Orientation naturelle et indétermination de la vie morale
Philippe SALTEL
∗Connue par la petite Esquisse d’une morale sans obligation ni sanction (1885 et 1890 1 ), l’éthique de Guyau a malheureusement souffert de ne pas avoir été amplement développée, lors même qu’elle se place selon lui au centre de sa proposition philosophique et, pour tout dire, à la croisée des chemins de l’histoire humaine parvenue à cette fin de XIX e siècle. La question morale n’est pas seulement principale pour sa philosophie, elle l’est, selon lui, pour la philosophie, comme si ce grand lettré prenait le contrepied de la fameuse réponse de Descartes à Chanut (20 novembre 1647 2 ). Comme s’il se plaçait du côté de Hobbes contre Descartes, la vie morale ajoutant selon lui à la nature, et ce non par l’action ou d’après l’autorité des souverains, comme le croyaient Hobbes et Descartes – car on ne croit plus guère à la souveraineté des souverains après 1870, et particulièrement dans la France vaincue –, mais par l’autorité souveraine de chacun sur lui-même. Bref, Guyau nous propose de concevoir la vie morale comme l’œuvre d’une existence artiste à la fois sous la main de chacun et de grande portée.

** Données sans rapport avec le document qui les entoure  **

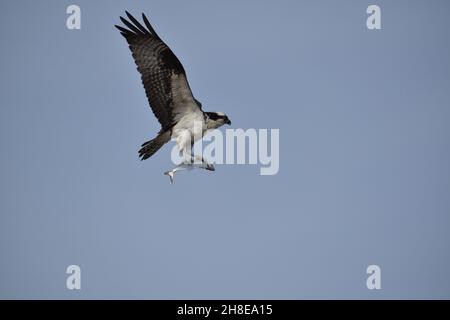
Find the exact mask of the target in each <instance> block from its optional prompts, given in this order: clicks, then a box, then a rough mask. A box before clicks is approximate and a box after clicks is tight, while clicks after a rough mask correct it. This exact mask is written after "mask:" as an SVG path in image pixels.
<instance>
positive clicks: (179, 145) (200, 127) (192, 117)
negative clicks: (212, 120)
mask: <svg viewBox="0 0 450 320" xmlns="http://www.w3.org/2000/svg"><path fill="white" fill-rule="evenodd" d="M205 129H206V127H205V122H204V118H203V113H202V112H195V113H191V114H188V115H186V116H184V117H183V118H181V119H180V121H179V122H178V123H177V124H176V125H175V126H174V127H173V129H172V137H171V138H172V139H174V140H175V141H176V143H177V146H178V150H180V151H189V152H190V149H191V145H192V144H193V143H194V142H195V141H197V140H199V139H201V138H202V137H203V133H204V131H205Z"/></svg>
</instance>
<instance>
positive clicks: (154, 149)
mask: <svg viewBox="0 0 450 320" xmlns="http://www.w3.org/2000/svg"><path fill="white" fill-rule="evenodd" d="M169 141H170V131H164V132H161V133H159V134H158V136H157V137H156V138H155V139H153V140H150V141H147V142H146V143H144V144H143V145H142V148H141V150H139V158H141V160H147V159H148V158H150V157H151V156H152V155H154V154H155V152H156V151H158V150H159V149H161V147H162V146H163V145H164V144H166V143H167V142H169Z"/></svg>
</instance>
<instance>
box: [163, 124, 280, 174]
mask: <svg viewBox="0 0 450 320" xmlns="http://www.w3.org/2000/svg"><path fill="white" fill-rule="evenodd" d="M201 126H202V123H201V122H195V123H194V128H193V129H192V132H201V131H202V127H201ZM198 128H200V129H198ZM186 137H187V138H188V139H189V137H190V135H189V134H188V135H186ZM196 140H197V139H196ZM187 144H188V145H189V142H188V143H187ZM186 152H187V153H186ZM192 155H201V157H200V158H201V159H204V160H206V161H207V162H208V163H210V164H227V165H232V164H237V165H245V164H248V165H259V166H260V175H263V176H268V175H276V174H277V173H278V171H279V169H280V130H279V129H246V130H244V129H226V130H225V133H223V132H222V131H220V130H217V129H216V130H213V131H211V132H209V133H207V134H206V135H205V136H204V137H203V139H198V140H197V142H196V143H195V144H194V146H193V148H192V154H191V150H190V149H189V150H185V152H180V147H179V144H178V142H177V144H176V145H175V146H174V147H173V149H172V152H171V160H172V162H173V163H174V164H179V163H180V162H182V161H183V160H185V159H188V158H190V157H191V156H192ZM197 161H199V160H198V158H197V159H194V162H197ZM200 161H201V160H200Z"/></svg>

Si, selon la parole antique, c’est un art, et le plus beau de tous, que la vertu et la beauté morale, on peut vraiment dire de cet art, en un certain sens, qu’il ajoute à la nature : la volonté, intelligente et aimante, inépuisable source, introduit dans le monde quelque chose de nouveau. Tandis que l’art inférieur y met des formes nouvelles, l’art supérieur et moral, la bonté, y ajoute sans cesse des pensées, des volontés nouvelles, et par là, providence humaine, refait et crée sans cesse une plus parfaite nature 3 .
Loin de penser qu’il reviendrait à d’autres – mais à quels autres ? – de se mêler de morale, le philosophe Jean-Marie Guyau nous propose de laisser l’ordinaire fascination pour la chose politique se dessécher, et la chose politique même passer au second plan, derrière le travail produit par « l’art supérieur et moral », la « bonté ».
L’objet de la présente contribution est d’analyser cette notion de « bonté » dans la philosophie de Jean-Marie Guyau, et tout particulièrement de distinguer, dans cette notion même, ce qui relève de la nature et ce qui n’en relève pas, ressortissant plutôt à ce que le philosophe nomme l’anomie. Sachant que Guyau distingue, comme l’on peut encore distinguer, une morale « qui constate » et une morale « qui conseille », en d’autres termes une psychologie morale et une éthique normative, nous souhaiterions nous interroger ici sur l’articulation de l’une et de l’autre, selon ce que la fameuse mais bien elliptique Esquisse peut nous laisser entendre, et ce que l’ensemble de l’œuvre philosophique de Guyau pourrait nous permettre, finalement, de penser.